A proclamation issued by his headquarters said that military necessity requires that such persons be removed from any opportunity to threaten the security of our military forces of success of our military operations.

As Commander of the Southwest Pacific Areas, MacArthur declared his intent to ‘remove such persons when apprehended from any position of political and economic influence in the Philippines and hold them in restraint for the duration of the war whereafter I shall release them to the Philippine government for its judgment.’

A spokesman emphasized that this was not punitive action, but merely military interment similar to action taken against the Japanese in the United States early in the war. He said the proclamation was directed particularly at persons in positions where their actions could be of military consequence.

MacArthur said ‘evidence is before me of such activity’. He gave no details.

There should be no quarrel about the order itself. I do not agree with MacArthur that we can endanger military security. But let us give him the benefit of the doubt.

What I cannot understand is why we were deprived of our liberty without due trial or investigation — without giving us an opportunity to be heard. The charge against us must have been that we gave aid, comfort and sustenance to the Japanese. Why did MacArthur convict us of this charge based on the evidence before him — evidence submitted ex-parte? We do not know what it consists of. Why were we not given an opportunity to examine such evidence and to give our side of the case? If we were found guilty after a trial, we would at least have had the satisfaction of having been submitted to due trial or investigation.

Why did MacArthur do such a thing? Many versions have been given as to the motive of MacArthur. One said that he is not as Pro-Filipino as he is alleged to be. Another said that it was personal ambition, He has his eye on the presidency of the United States and he thinks this will help him. Another said that it is just sheer stupidity on the part of MacArthur. Yulo even thinks that MacArthur is anti-Filipino and he does not care what happens to us. Personally, I believe that MacArthur is ill-advised.

I am afraid I will have to modify the opinion I expressed earlier when I wrote on MacArthur.

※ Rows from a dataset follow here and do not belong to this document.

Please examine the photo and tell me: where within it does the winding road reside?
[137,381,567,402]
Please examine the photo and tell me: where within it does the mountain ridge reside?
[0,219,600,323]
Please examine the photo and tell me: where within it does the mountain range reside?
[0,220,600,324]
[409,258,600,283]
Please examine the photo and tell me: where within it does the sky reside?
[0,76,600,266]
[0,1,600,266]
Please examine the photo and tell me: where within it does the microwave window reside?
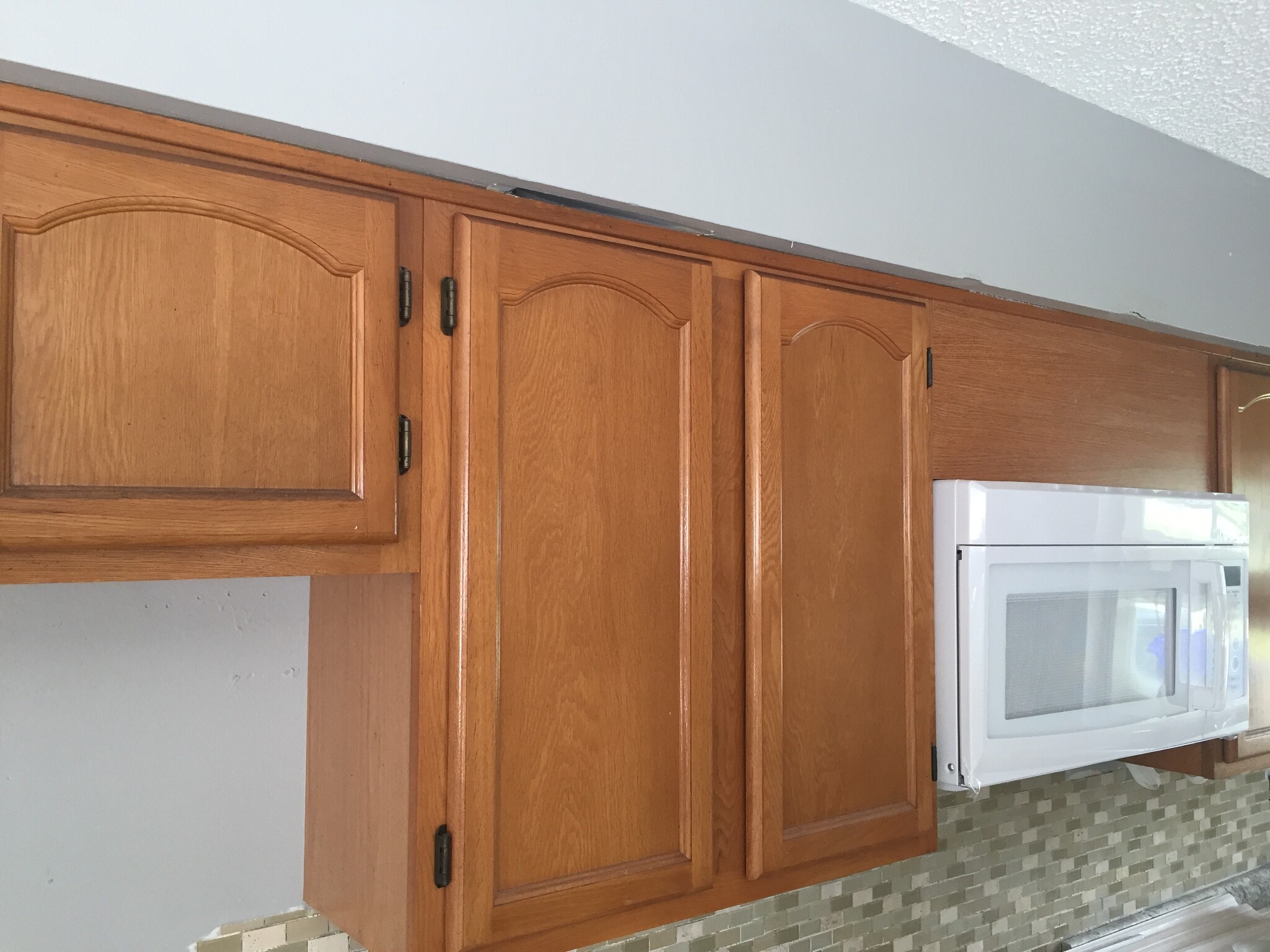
[1005,589,1177,720]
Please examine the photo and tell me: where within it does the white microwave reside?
[935,480,1248,791]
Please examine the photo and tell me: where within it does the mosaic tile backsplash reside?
[207,767,1270,952]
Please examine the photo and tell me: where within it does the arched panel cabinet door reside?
[0,128,399,550]
[745,271,936,878]
[446,214,714,952]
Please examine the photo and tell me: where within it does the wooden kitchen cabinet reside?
[0,123,400,551]
[745,271,935,878]
[446,213,713,952]
[1218,367,1270,769]
[1134,366,1270,778]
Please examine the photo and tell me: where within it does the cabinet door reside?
[447,216,713,950]
[745,271,935,878]
[0,125,397,549]
[1218,368,1270,759]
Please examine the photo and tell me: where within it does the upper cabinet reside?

In this connection, many of us believe that the Philippines should not have been invaded at all. The Americans should have gone direct to Japan. With the superfortresses, the absolute predominance in the air, the absolute control of the sea, and the atomic bomb, there was not the least doubt that the mainland of Japan could have been invaded and Japan conquered in a very short time. But MacArthur had stated that he would return to the Philippines and he wanted to make his promise good. He suffered humiliation when he fled from Corregidor and he wanted to recover his prestige by returning to the Filipinos. He wanted to satisfy his personal pride because of his political ambition. This decision on the part of MacArthur has been very costly to us. We lost hundreds of millions in material wealth. But this is nothing compared with the appalling loss of life. I estimate that about half a million Filipinos died because of the American invasion. History will have something to say about this.